Hollywood has an uncanny knack of turning the silk purses of world cinema into the tatty sows' ears of English language remakes.
Look no further than the clumsy re-imaginings of Bangkok Dangerous, Dark Water, Diabolique, The Ring, Swept Away and Vanilla Sky.
So it is no surprise that Matt Reeves's remake of the dazzling Swedish coming of age story, Lat Den Ratte Komma In (Let The Right One In), has been taking flak from ardent fans of Tomas Alfredson's original film.
It comes as an exceedingly pleasant surprise that Let Me In remains faithful to the previous incarnation while making enough alternations to the story structure to merit a new adaptation for audiences averse to subtitles.
Reeves relocates his version to 1983 New Mexico, to an apartment complex where 12-year-old Owen (Kodi Smit-McPhee) lives with his mother (Cara Buono).
Bullied mercilessly at school by classmate Kenny (Dylan Minnette) and sidekicks Mark (Jimmy Pinchak) and Donald (Nicolai Dorian), Owen harbours fantasies of stabbing his tormentors with a penknife and spies on the neighbours with his telescope.
Late one night, he watches with interest as a girl (Chloe Moretz) and her father (Richard Jenkins) move into the apartment next door.
The two children meet the following day on the snow-laden climbing frame in the courtyard.

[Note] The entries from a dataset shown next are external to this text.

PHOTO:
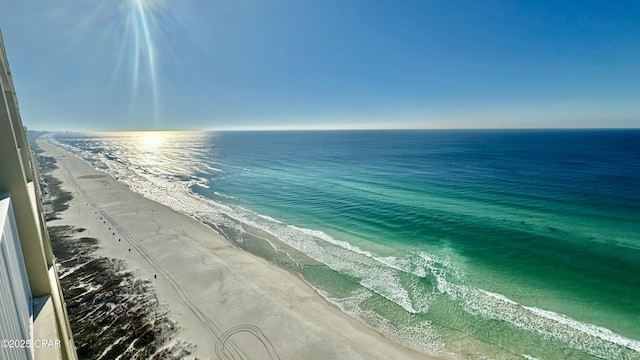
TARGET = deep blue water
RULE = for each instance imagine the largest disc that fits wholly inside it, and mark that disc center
(499, 243)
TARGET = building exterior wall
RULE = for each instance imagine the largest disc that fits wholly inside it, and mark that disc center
(28, 230)
(16, 312)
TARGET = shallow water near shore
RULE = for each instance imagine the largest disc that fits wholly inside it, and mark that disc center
(505, 244)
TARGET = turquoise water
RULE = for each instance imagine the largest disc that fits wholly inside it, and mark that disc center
(503, 244)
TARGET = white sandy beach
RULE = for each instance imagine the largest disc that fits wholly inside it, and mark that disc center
(208, 285)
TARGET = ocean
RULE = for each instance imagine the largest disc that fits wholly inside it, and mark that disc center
(490, 244)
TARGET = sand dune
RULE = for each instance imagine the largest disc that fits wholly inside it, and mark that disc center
(229, 304)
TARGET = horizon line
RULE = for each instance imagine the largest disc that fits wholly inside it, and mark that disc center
(335, 129)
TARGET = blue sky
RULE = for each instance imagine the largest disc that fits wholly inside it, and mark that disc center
(255, 64)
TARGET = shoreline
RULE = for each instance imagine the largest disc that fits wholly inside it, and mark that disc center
(262, 310)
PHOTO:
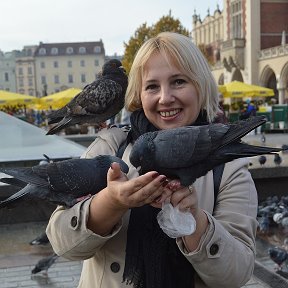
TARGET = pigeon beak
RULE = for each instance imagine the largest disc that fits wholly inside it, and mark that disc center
(122, 68)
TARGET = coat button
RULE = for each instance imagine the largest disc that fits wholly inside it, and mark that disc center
(74, 221)
(115, 267)
(214, 249)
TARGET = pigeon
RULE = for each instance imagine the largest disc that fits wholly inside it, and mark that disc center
(97, 102)
(44, 264)
(285, 148)
(263, 138)
(42, 239)
(262, 160)
(277, 159)
(64, 182)
(187, 153)
(278, 255)
(264, 223)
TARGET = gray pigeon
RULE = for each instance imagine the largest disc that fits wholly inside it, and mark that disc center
(63, 182)
(97, 102)
(42, 239)
(278, 255)
(190, 152)
(44, 264)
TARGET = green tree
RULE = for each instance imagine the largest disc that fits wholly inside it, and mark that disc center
(140, 36)
(144, 32)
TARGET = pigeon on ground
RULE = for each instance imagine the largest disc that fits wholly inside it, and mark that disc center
(262, 160)
(277, 159)
(189, 152)
(44, 264)
(285, 148)
(42, 239)
(97, 102)
(278, 255)
(64, 182)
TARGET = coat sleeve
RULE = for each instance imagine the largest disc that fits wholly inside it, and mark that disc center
(226, 253)
(66, 229)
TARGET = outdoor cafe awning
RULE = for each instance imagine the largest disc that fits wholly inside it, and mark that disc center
(11, 99)
(236, 89)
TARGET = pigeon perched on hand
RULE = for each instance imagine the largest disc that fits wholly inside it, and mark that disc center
(44, 264)
(278, 255)
(189, 152)
(64, 182)
(97, 102)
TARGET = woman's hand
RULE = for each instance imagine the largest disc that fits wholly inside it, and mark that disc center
(110, 204)
(125, 194)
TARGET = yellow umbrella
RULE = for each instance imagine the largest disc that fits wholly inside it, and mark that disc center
(236, 89)
(58, 100)
(221, 88)
(13, 99)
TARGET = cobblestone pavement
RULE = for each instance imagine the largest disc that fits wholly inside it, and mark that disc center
(17, 259)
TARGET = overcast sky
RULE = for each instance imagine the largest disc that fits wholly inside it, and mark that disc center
(27, 22)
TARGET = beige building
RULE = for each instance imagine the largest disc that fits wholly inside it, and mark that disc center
(25, 71)
(60, 66)
(247, 42)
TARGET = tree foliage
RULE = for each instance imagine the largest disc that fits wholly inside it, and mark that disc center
(144, 32)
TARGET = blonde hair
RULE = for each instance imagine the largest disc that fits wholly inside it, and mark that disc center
(187, 58)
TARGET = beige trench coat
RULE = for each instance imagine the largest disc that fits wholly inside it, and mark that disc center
(226, 253)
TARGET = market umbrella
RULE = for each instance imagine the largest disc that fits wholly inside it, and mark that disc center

'Just so you know, I can't be your friend,' says Abby, no flicker of emotion on her face.
'Why not?' asks Owen.
'That's just the way it is,' replies the girl matter-of-factly.
When the latest beating from Kenny draws blood, Abby tells Owen to hit back hard - harder than he dares - and pledges her support to end the cycle of verbal and physical intimidation.
'But you're a girl,' scoffs Owen.
'I'm a lot stronger than you think I am,' she counters.
Let Me In charts the extraordinary friendship between a boy and a vampire against a backdrop of paranoia and social change in Reagan-era America.
Reeves achieves a melancholic mood through cinematographer Greig Fraser's chilly colour palette and stunning performances from Smit-McPhee and Moretz.
The director keeps his camera focused tightly on his young stars - so much so, we never see the face of Owen's mother and the comical coterie of residents from Alfredson's version has been excised almost entirely, so there is no replay of the notorious cat sequence.
Instead, the writer-director adds a soundtrack and fashions of the era (a store clerk dressed in Boy George garb) plus a terrific car crash filmed entirely within the vehicle as it tumbles down a grass embankment.
However, the reliance on digital effects lets the film down badly - the CGI version of Abby bears scant resemblance to the morose little girl, who has 'been 12 for a very long time'.